CRAMER'S CORRELATED DEEP CONVOLUTIONAL AND COX REGRESSIVE BOOTSTRAP CLASSIFIER FOR DOS ATTACK DETECTION
Keywords:
Denial of Service, WSN, Z-score Normalization, Cramer's Correlation, Deep Convolutional Learning, Bootstrap Aggregative Classifier.Abstract
Wireless sensor network (WSN) occupies a certain role in diverse applications that needs data collection and transmission. With the random node deployment, they are susceptible to attacks. Most frequent attacks on WSNs which goal every layers of protocol stack is DoS attack.
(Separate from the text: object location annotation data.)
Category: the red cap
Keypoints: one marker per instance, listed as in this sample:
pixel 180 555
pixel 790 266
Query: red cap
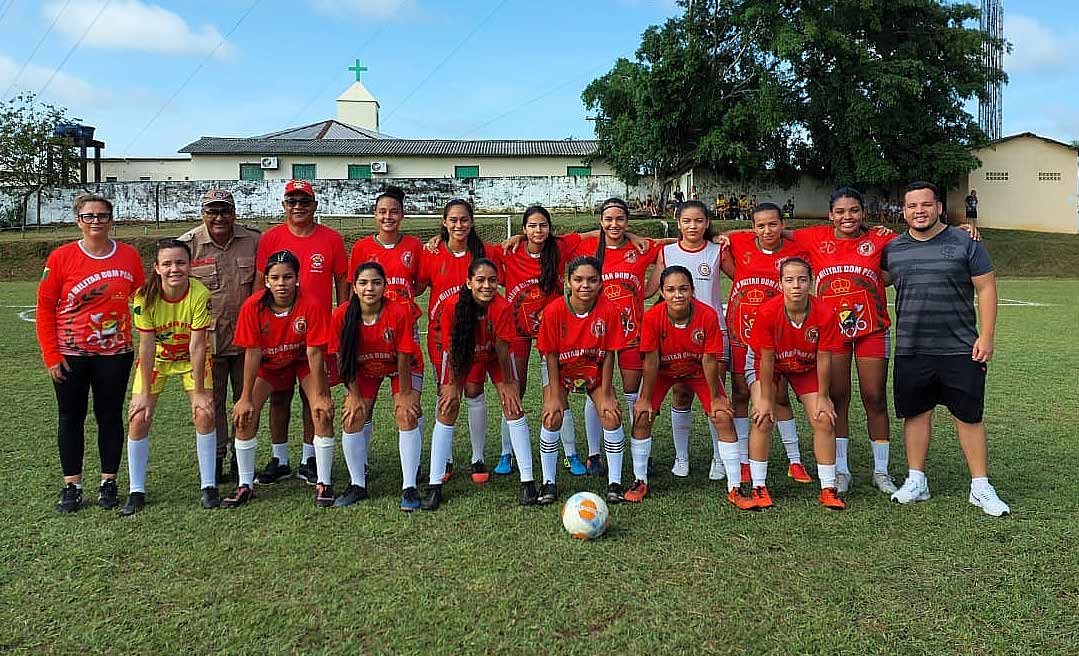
pixel 299 186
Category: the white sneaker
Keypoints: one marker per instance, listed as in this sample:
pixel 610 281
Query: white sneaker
pixel 884 482
pixel 843 480
pixel 911 492
pixel 681 467
pixel 986 500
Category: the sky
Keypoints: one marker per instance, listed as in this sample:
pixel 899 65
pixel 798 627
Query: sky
pixel 153 76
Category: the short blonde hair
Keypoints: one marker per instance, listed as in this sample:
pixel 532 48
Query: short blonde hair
pixel 90 197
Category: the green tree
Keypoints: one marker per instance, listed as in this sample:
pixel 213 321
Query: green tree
pixel 31 156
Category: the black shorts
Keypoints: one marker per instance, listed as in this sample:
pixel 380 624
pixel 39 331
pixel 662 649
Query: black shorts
pixel 923 382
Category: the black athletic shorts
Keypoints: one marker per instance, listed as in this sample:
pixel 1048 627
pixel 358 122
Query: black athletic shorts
pixel 923 382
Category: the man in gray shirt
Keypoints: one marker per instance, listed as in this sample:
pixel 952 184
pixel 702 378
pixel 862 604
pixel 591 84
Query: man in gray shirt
pixel 941 358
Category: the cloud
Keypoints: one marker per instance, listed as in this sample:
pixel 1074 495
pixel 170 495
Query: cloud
pixel 1039 49
pixel 369 9
pixel 65 89
pixel 135 25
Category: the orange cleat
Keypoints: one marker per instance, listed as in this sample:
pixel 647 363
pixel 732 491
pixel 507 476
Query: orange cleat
pixel 830 499
pixel 637 493
pixel 742 502
pixel 761 496
pixel 797 472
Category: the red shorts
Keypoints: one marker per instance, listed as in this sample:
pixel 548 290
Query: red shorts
pixel 873 345
pixel 699 386
pixel 283 378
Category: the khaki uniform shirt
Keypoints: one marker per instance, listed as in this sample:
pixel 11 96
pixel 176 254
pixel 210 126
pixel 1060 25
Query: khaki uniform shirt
pixel 229 273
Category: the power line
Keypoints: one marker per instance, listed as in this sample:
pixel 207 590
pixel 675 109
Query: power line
pixel 191 76
pixel 37 46
pixel 447 58
pixel 76 46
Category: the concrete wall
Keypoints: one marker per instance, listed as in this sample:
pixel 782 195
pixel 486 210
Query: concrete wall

This attack directly affects network performance as well as prone network security. In this paper, a novel method called Cramer's correlated deep convolutional and Cox regressive Bootstrap Classifier (CCDC-CRBC) is proposed for DoS attack detection in WSN with enhanced accuracy, minimum time. CCDC-CRBC method comprises three different steps to determine the different types of DoS attacks in the network. First, a Z-score normalization-based preprocessing model is employed to eliminate the noise in the input dataset. Then the normalized outputs are fed to the process of feature extraction for selecting pertinent features. The process of feature extraction is performed by using Cramer's correlated deep convolutional learning. The deep convolution network comprises several layers to accurately learn the given input and extract more pertinent features. With the extracted features, the classification of different kinds of DoS attacks is made using Czekanowski Cox Regressive Bootstrap Aggregative Classifier. Simulation evaluation of the CCDC-CRBC method is performed by different metrics namely attack detection accuracy, attack detection time, precision, recall, f-measure. The outcomes demonstrate CCDC-CRBC method efficiently improves performance of DoS attack detection in WSN.